El lenguaje formal de la Bauhaus en el interiorismo de hoy
No hace falta citar conscientemente a la Bauhaus para que su influencia esté presente en una decoración bien resuelta. La preferencia por las líneas rectas, los colores primarios como acentos en fondos neutros, la ausencia de adorno sin función, la coherencia entre todos los elementos del espacio: son principios que el interiorismo contemporáneo de calidad sigue aplicando con una naturalidad que delata hasta qué punto la Bauhaus ha sido interiorizada.

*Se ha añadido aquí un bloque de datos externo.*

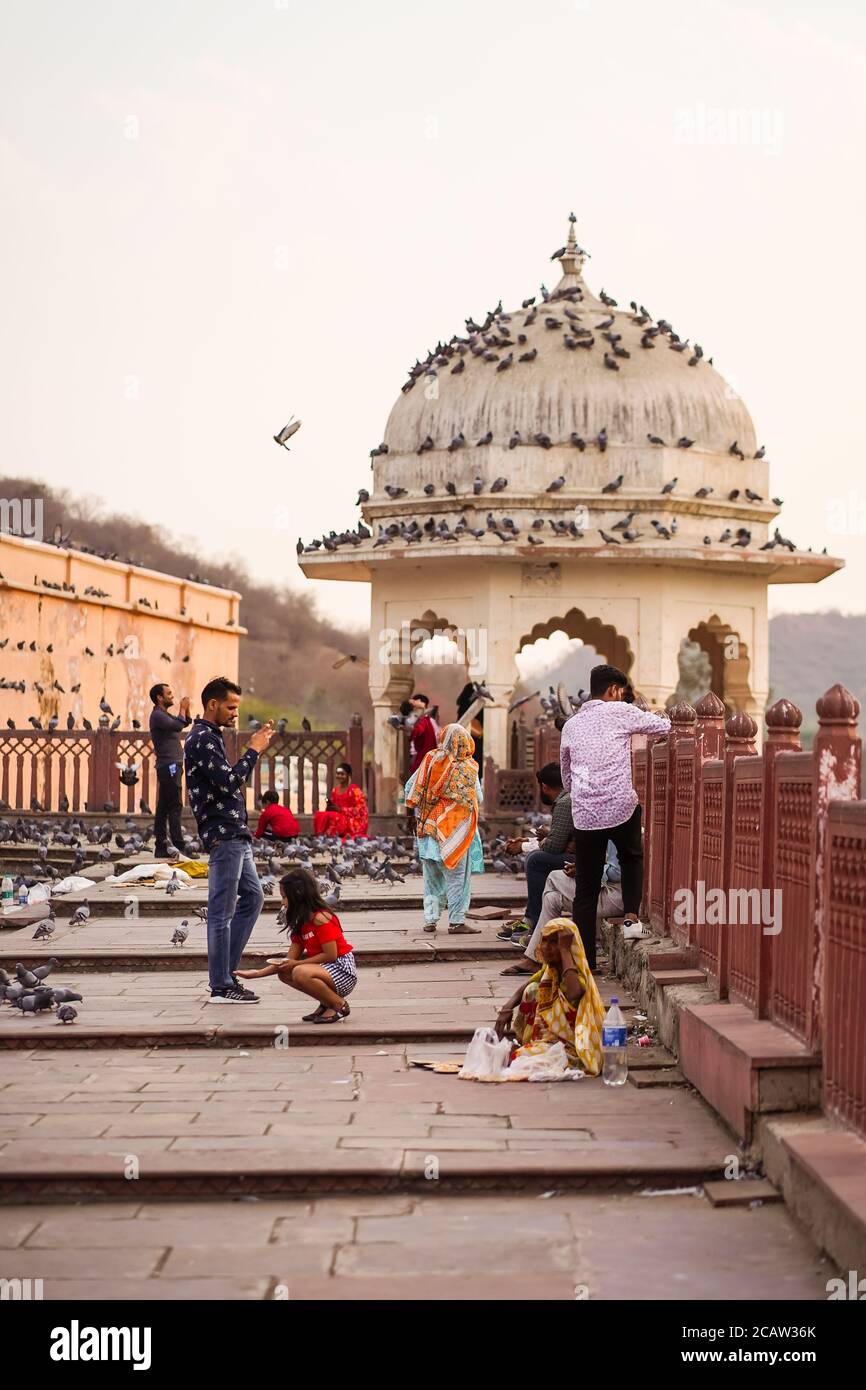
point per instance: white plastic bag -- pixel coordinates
(548, 1065)
(485, 1057)
(74, 883)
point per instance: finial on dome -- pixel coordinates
(573, 259)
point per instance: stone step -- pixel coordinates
(741, 1191)
(46, 1033)
(656, 1076)
(613, 1168)
(180, 958)
(109, 901)
(679, 976)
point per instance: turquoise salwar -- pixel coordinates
(444, 887)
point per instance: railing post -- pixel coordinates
(680, 811)
(783, 737)
(740, 741)
(355, 748)
(99, 774)
(837, 777)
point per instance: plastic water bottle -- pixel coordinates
(615, 1036)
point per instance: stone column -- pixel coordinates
(496, 723)
(388, 745)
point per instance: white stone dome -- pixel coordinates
(566, 389)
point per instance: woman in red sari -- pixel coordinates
(346, 813)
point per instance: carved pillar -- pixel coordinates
(783, 737)
(837, 777)
(740, 731)
(709, 741)
(680, 815)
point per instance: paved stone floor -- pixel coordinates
(399, 1171)
(399, 1247)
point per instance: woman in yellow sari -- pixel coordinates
(560, 1002)
(442, 798)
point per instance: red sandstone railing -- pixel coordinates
(783, 836)
(82, 767)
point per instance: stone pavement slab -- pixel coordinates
(428, 1246)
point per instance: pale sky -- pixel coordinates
(218, 213)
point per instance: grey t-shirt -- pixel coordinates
(164, 731)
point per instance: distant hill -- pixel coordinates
(812, 651)
(287, 660)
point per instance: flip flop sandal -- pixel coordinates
(338, 1015)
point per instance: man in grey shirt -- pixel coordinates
(166, 734)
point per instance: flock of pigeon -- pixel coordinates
(64, 542)
(31, 994)
(502, 342)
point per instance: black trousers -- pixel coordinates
(591, 848)
(538, 865)
(167, 818)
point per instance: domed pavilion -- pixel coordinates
(567, 464)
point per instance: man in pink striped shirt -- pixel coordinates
(595, 758)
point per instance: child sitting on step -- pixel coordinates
(320, 961)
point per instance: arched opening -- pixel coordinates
(715, 652)
(558, 652)
(591, 631)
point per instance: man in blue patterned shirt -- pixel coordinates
(217, 798)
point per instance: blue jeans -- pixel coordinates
(538, 865)
(234, 902)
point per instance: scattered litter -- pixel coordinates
(670, 1191)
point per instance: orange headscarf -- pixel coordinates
(444, 794)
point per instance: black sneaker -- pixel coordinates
(232, 995)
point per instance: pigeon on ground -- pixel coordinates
(42, 972)
(35, 1002)
(66, 997)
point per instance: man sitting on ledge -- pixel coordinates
(546, 855)
(595, 756)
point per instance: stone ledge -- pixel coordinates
(142, 959)
(27, 1036)
(820, 1172)
(39, 1178)
(745, 1066)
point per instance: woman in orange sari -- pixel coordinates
(444, 795)
(346, 813)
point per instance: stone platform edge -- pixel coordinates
(765, 1086)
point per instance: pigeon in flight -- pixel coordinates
(285, 434)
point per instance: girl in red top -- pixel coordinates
(275, 822)
(346, 813)
(320, 961)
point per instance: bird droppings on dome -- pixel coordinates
(603, 427)
(541, 369)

La gran lección es la de la coherencia formal: que todos los objetos de un espacio hablen el mismo idioma, que no haya elementos decorativos sin propósito, que la elección de cada pieza responda a una lógica que el conjunto hace visible.
Bauhaus y color: la paleta que sigue funcionando
Johannes Itten, uno de los primeros maestros de la Bauhaus, desarrolló una teoría del color que sigue siendo un referente en la educación artística. Su círculo cromático y sus estudios sobre el contraste simultáneo, el contraste de saturación y el contraste de temperatura son herramientas que los diseñadores actuales siguen usando.
En términos decorativos, la paleta Bauhaus —negros, blancos y grises como base, colores primarios como acentos— ha demostrado una longevidad extraordinaria. Es una paleta que no pretende ser suave ni acogedora, sino precisa y estimulante.
Cómo incorporar el espíritu Bauhaus sin hacer una cita literal
La trampa más común es la de la literalidad: llenar el espacio de círculos de colores primarios y llamarlo interiorismo Bauhaus. El resultado suele ser un pastiche que se parece más a un museo que a un hogar.
La manera más sofisticada es más sutil: elegir muebles de líneas muy limpias y materiales honestos, optar por una paleta reducida con un solo acento cromático fuerte, y elegir arte que tenga esa misma confianza en la forma. Una composición abstracta con geometría clara o una ilustración constructivista pueden llevar el legado de la Bauhaus a tu pared sin escenificar el archivo histórico.
La Bauhaus, en el fondo, no era una propuesta estética sino una actitud: la de tomar en serio cada objeto que habita el espacio. Esa actitud, más de cien años después, sigue siendo la mejor brújula para decorar bien.